A Polícia Civil de São Paulo realizou uma apreensão significativa nesta sexta-feira, 18 de agosto, ao encontrar R$ 280 mil e US$ 89 mil, totalizando aproximadamente R$ 737 mil, na residência de um assessor de Milton Leite, ex-vereador e ex-presidente da Câmara Municipal de São Paulo. A operação ocorreu em Sorocaba, no interior do estado, enquanto as autoridades buscavam pelo ex-político, que está considerado foragido há mais de 24 horas.

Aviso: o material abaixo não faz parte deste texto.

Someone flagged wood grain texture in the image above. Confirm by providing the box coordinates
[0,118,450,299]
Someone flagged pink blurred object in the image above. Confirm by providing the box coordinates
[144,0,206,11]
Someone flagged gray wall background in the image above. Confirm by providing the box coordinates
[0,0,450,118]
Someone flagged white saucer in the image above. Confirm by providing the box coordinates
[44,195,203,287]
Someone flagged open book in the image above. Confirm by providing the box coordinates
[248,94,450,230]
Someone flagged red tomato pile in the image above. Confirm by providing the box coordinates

Milton Leite é um dos principais alvos da Operação Vectura Corrupta, que foi desencadeada pela Polícia Civil em conjunto com o Ministério Público de São Paulo (MPSP). O objetivo da operação é investigar a infiltração do Primeiro Comando da Capital (PCC) no sistema de transporte público da capital paulista. Na quinta-feira, 17, o ex-vereador negou estar escondido, afirmando que estava viajando pelo interior em prol da campanha de seu filho, Milton Leite Filho, que é candidato a deputado federal.
A Justiça já decretou a prisão temporária de 16 indivíduos envolvidos nas investigações, com um prazo inicial de 30 dias, que pode ser estendido por mais 30 dias. Até o momento, 10 pessoas foram detidas e outras 6 permanecem foragidas. Entre os detidos está Levi dos Santos Oliveira, ex-presidente da SPTrans, que foi preso na quinta-feira.
Além dos mandados de prisão, os agentes da lei cumpriram 18 mandados de busca e apreensão em diferentes localidades, incluindo a capital, o interior e o litoral paulista. As investigações indicam que pelo menos 12 das 22 empresas de ônibus de São Paulo estão sob controle da facção criminosa, que operava com empresas de fachada e direcionamento de licitações, envolvendo também lavagem de dinheiro e apoio político para dominar o setor.
A defesa de Levi dos Santos Oliveira expressou surpresa com a prisão e aguarda o acesso aos autos do processo para tomar as medidas necessárias. A Prefeitura de São Paulo se manifestou, afirmando que está agindo com rigor, citando a intervenção nas empresas Transwolff e UPBus para proteger o sistema. A Câmara Municipal de São Paulo também está acompanhando os desdobramentos das investigações e espera as conclusões das autoridades competentes.